Section 369 of the old Code provided as follows:
Save as otherwise provided by this Code or by any other law for the time being in force, or in the case of a High Court, by the Letters Patent or other instrument constituting such High Court, no court when it has signed its judgment, shall alter or review the same, except to correct a clerical error.
Thus under Section 362 of the new Code a judgment which has been signed can be altered or reviewed only for correcting a clerical or arithmetical error. No such error has been pointed out in present petition and, therefore, the judgment passed by Hon'ble S.K. Kaul, J. cannot be altered, reviewed or substituted. The same view was taken by V.N. Varma. J. in Badri Prasad Rastogi v. State of U.P. 1979 All LJ 59 we are in respectful agreement with the view taken by the learned Judge.
9. We may also point out that in the Full Bench case of Raj Narain (supra) it was observed in the majority judgment that Section 561 A, did not authorise this Court to rehear a case where the applicant or appellant was not heard due to some fault of his or his counsel. Thus the applicant cannot gel any assistance even from the majority judgment in Raj Narain's case (supra) which on this point has not been overruled by their Lordships of the Supreme Court. Thus the applicant in the case on hand will not be entitled to claim rehearing even if we were to hold that the applicant could invoke inherent jurisdiction of this Court reserved under Section 482 of the Cr.

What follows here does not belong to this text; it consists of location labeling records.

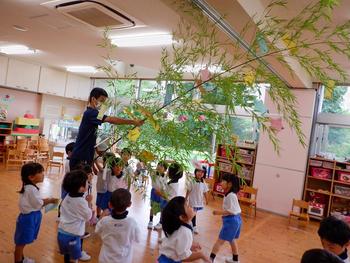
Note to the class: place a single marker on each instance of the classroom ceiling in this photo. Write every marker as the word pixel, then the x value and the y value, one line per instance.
pixel 64 41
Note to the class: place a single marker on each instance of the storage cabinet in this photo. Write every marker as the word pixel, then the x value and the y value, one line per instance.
pixel 327 188
pixel 3 69
pixel 77 87
pixel 23 75
pixel 238 159
pixel 52 82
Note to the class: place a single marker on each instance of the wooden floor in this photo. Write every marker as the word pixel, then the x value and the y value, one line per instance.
pixel 267 238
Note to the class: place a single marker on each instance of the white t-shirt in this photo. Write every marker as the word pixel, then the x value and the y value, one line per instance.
pixel 30 200
pixel 178 245
pixel 75 211
pixel 101 185
pixel 173 190
pixel 117 236
pixel 196 193
pixel 231 204
pixel 114 183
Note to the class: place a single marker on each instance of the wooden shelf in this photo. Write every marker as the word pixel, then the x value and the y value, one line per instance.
pixel 341 196
pixel 318 191
pixel 341 182
pixel 320 179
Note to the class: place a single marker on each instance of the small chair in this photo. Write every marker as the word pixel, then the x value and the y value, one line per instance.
pixel 56 161
pixel 301 213
pixel 248 197
pixel 210 182
pixel 14 159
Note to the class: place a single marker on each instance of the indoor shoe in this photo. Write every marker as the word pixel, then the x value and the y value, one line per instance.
pixel 230 260
pixel 84 256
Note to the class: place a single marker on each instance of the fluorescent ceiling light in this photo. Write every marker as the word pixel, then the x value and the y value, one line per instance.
pixel 196 68
pixel 150 39
pixel 81 69
pixel 16 50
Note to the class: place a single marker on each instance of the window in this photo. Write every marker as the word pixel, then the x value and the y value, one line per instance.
pixel 151 89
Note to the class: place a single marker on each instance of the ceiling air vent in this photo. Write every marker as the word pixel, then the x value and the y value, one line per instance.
pixel 92 13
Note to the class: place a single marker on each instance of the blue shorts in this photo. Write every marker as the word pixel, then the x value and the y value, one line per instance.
pixel 27 227
pixel 231 227
pixel 103 202
pixel 100 200
pixel 69 244
pixel 165 259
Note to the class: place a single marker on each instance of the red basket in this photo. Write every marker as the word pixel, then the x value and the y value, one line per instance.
pixel 321 173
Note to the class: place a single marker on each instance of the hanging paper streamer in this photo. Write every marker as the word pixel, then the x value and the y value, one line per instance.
pixel 329 89
pixel 168 94
pixel 262 44
pixel 289 43
pixel 204 74
pixel 134 134
pixel 276 123
pixel 249 78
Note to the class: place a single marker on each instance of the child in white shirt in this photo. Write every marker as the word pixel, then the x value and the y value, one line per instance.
pixel 30 204
pixel 75 212
pixel 231 217
pixel 158 186
pixel 178 244
pixel 196 192
pixel 118 231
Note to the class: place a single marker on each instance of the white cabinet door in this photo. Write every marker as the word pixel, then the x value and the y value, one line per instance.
pixel 77 87
pixel 52 82
pixel 23 75
pixel 84 89
pixel 3 69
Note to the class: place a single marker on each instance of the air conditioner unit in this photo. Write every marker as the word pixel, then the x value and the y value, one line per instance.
pixel 96 14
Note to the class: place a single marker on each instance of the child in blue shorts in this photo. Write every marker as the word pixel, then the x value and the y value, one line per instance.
pixel 231 217
pixel 30 204
pixel 75 212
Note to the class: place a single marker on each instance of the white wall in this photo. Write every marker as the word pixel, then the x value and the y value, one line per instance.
pixel 280 178
pixel 54 108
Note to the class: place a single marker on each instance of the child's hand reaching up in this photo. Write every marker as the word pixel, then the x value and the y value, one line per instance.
pixel 88 198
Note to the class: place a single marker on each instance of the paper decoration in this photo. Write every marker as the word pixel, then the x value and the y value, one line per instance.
pixel 329 88
pixel 204 74
pixel 147 156
pixel 183 118
pixel 276 123
pixel 262 44
pixel 104 107
pixel 202 117
pixel 249 78
pixel 134 134
pixel 290 44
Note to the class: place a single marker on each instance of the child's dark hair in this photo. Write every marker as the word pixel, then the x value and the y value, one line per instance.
pixel 70 147
pixel 175 172
pixel 120 200
pixel 97 92
pixel 126 150
pixel 234 180
pixel 171 215
pixel 334 230
pixel 74 180
pixel 27 170
pixel 319 256
pixel 164 164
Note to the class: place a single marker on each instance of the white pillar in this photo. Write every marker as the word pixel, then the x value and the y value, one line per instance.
pixel 280 178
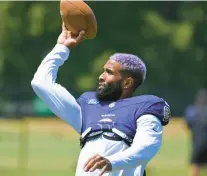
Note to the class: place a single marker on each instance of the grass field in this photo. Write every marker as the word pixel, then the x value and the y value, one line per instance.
pixel 46 147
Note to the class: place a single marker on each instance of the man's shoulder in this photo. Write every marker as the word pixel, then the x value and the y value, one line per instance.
pixel 88 95
pixel 147 98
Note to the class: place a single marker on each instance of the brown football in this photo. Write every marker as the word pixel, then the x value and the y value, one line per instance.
pixel 77 16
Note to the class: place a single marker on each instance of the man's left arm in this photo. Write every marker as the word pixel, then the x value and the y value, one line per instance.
pixel 146 144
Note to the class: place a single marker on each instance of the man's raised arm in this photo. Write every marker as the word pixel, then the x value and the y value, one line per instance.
pixel 58 99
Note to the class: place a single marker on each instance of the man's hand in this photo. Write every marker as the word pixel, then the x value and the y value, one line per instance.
pixel 98 162
pixel 68 39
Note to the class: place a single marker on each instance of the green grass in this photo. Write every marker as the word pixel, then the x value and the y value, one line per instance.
pixel 50 148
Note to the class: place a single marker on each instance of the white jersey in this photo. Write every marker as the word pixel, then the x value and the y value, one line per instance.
pixel 126 161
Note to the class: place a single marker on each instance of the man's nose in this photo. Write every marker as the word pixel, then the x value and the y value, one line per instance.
pixel 102 77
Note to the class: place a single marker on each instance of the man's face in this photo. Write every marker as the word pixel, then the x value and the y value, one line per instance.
pixel 110 82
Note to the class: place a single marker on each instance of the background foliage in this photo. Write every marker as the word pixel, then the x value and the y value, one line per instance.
pixel 168 36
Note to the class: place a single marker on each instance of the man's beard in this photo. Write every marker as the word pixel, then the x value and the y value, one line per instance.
pixel 109 92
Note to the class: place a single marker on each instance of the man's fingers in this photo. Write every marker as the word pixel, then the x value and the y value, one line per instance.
pixel 103 170
pixel 80 36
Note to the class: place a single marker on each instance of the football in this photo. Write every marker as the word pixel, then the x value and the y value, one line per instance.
pixel 77 16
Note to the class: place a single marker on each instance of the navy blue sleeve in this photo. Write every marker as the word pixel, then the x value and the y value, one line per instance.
pixel 190 114
pixel 159 109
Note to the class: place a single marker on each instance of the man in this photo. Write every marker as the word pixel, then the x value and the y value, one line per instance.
pixel 196 120
pixel 120 134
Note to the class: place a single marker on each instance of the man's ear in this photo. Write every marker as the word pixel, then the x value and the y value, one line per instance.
pixel 128 83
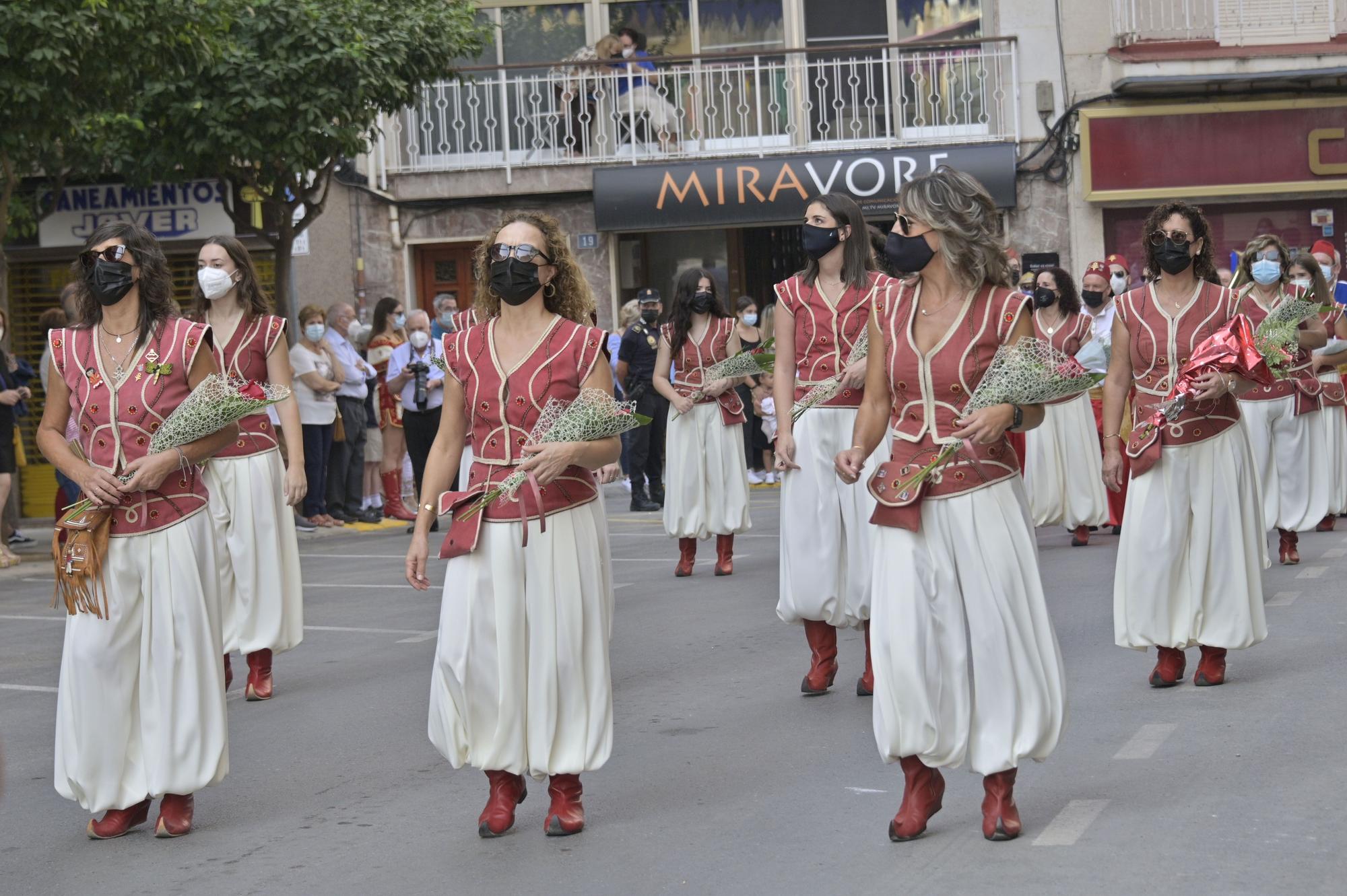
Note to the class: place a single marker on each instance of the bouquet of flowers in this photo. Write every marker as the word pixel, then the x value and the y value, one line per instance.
pixel 592 416
pixel 747 364
pixel 828 389
pixel 216 403
pixel 1030 372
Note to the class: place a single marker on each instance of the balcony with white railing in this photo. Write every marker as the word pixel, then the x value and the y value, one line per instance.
pixel 1229 23
pixel 882 96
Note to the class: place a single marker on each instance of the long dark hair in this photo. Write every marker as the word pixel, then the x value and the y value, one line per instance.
pixel 857 256
pixel 156 283
pixel 1204 264
pixel 251 296
pixel 681 311
pixel 1069 299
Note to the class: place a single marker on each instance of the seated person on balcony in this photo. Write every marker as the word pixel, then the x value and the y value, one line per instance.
pixel 636 93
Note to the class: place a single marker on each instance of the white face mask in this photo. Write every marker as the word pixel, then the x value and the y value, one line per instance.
pixel 215 281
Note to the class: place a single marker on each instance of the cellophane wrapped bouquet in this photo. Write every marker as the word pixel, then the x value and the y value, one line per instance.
pixel 592 416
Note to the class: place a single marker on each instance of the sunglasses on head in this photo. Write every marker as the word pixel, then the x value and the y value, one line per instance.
pixel 525 252
pixel 111 253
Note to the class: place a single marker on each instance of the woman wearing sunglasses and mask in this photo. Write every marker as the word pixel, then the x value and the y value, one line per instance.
pixel 1193 553
pixel 1283 420
pixel 966 664
pixel 707 486
pixel 522 683
pixel 825 522
pixel 253 494
pixel 1063 471
pixel 141 710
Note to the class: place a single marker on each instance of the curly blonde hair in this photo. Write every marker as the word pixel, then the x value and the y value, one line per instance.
pixel 568 294
pixel 962 211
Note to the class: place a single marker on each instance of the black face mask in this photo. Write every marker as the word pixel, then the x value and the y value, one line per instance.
pixel 909 254
pixel 1173 259
pixel 820 241
pixel 514 280
pixel 110 281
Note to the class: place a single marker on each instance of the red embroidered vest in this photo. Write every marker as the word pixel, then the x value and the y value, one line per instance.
pixel 1066 337
pixel 828 331
pixel 246 358
pixel 930 393
pixel 117 423
pixel 1159 346
pixel 503 405
pixel 694 357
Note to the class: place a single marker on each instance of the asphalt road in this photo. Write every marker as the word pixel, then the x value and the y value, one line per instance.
pixel 724 780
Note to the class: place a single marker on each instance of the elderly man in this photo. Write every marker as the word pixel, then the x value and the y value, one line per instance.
pixel 421 384
pixel 347 471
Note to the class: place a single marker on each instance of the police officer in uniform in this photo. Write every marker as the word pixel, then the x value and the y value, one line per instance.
pixel 636 373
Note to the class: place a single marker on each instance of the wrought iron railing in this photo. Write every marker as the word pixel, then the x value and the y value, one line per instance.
pixel 712 105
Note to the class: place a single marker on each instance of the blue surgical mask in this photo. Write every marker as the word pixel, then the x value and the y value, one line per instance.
pixel 1267 271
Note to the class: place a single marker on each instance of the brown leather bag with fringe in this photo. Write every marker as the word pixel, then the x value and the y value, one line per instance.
pixel 80 548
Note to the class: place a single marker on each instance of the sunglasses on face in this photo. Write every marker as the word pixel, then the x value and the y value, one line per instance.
pixel 112 253
pixel 525 252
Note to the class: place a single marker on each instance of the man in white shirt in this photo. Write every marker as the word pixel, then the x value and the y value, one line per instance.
pixel 422 386
pixel 347 473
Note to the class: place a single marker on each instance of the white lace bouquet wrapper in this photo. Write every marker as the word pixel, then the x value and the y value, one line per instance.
pixel 592 416
pixel 1030 372
pixel 826 390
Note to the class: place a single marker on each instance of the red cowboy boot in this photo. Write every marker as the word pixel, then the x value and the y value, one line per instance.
pixel 566 816
pixel 1288 553
pixel 725 555
pixel 865 684
pixel 259 676
pixel 507 793
pixel 1169 669
pixel 1000 815
pixel 174 816
pixel 686 555
pixel 1212 668
pixel 117 823
pixel 824 646
pixel 923 792
pixel 394 497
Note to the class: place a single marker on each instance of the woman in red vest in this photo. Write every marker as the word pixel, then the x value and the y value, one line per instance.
pixel 141 710
pixel 522 683
pixel 966 662
pixel 1193 553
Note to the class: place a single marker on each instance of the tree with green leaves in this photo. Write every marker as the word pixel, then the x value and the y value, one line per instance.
pixel 297 90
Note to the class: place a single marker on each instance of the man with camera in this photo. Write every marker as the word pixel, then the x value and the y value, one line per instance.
pixel 636 372
pixel 422 388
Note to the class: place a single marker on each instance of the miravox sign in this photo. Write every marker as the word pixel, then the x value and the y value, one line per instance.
pixel 184 210
pixel 777 188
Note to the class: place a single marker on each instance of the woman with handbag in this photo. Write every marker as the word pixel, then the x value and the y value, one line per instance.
pixel 141 708
pixel 522 683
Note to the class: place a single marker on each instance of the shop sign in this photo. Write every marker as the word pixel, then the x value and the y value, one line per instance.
pixel 777 188
pixel 180 210
pixel 1198 149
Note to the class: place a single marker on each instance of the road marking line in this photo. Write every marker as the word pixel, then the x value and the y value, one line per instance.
pixel 1072 823
pixel 1146 742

P.C.
10. Our attention was drawn to the judgment rendered by their Lordships of the Supreme Court in Criminal Appeal No. 425 of 1976 (Kunha v. State of Uttar Pradesh). In this case their Lordships of the Supreme Court set aside the judgment of this Court on the ground that the appeal had not been disposed of by this Court fairly and in accordance with law. In this case when the appeal was listed for hearing before a learned Single Judge of this Court, a slip was received from the appellant's counsel that the counsel was ill and that the hearing of the case be adjourned. This request for adjournment was rejected by the learned single Judge, who after perusal of the record decided the case on merits. The learned Judge found that the conviction recorded by the learned court below was justified. He, however, reduced the sentence from seven years' R. I. to five years' R. I. It was against this judgment and order of the learned Judge that Kunha preferred appeal before their Lordships of the Supreme Court. Before their Lordships of the Supreme Court it was urged on behalf of the appellant that according to the practice prevailing in this Court a case was adjourned when an illness slip was received from the counsel. Accepting that this practice prevailed in this Court, their Lordships were of the view that in the circumstances of the case it could not be said that the appellant had been given opportunity of hearing when the illness slip of his counsel was rejected. The basis of this judgment as is discernible from the terms thereof is that the judgment was non est inasmuch as it had been delivered without giving opportunity of hearing to the appellant or his counsel which according to the practice of this Court should have been given. This case is clearly distinguishable inasmuch as no prayer for adjournment was made on behalf of the appellant and in the circumstances of the case the judgment passed by Hon'ble S.K. Kaul, J. cannot be said to be nullity or non est.
11. In view of the above the application is rejected.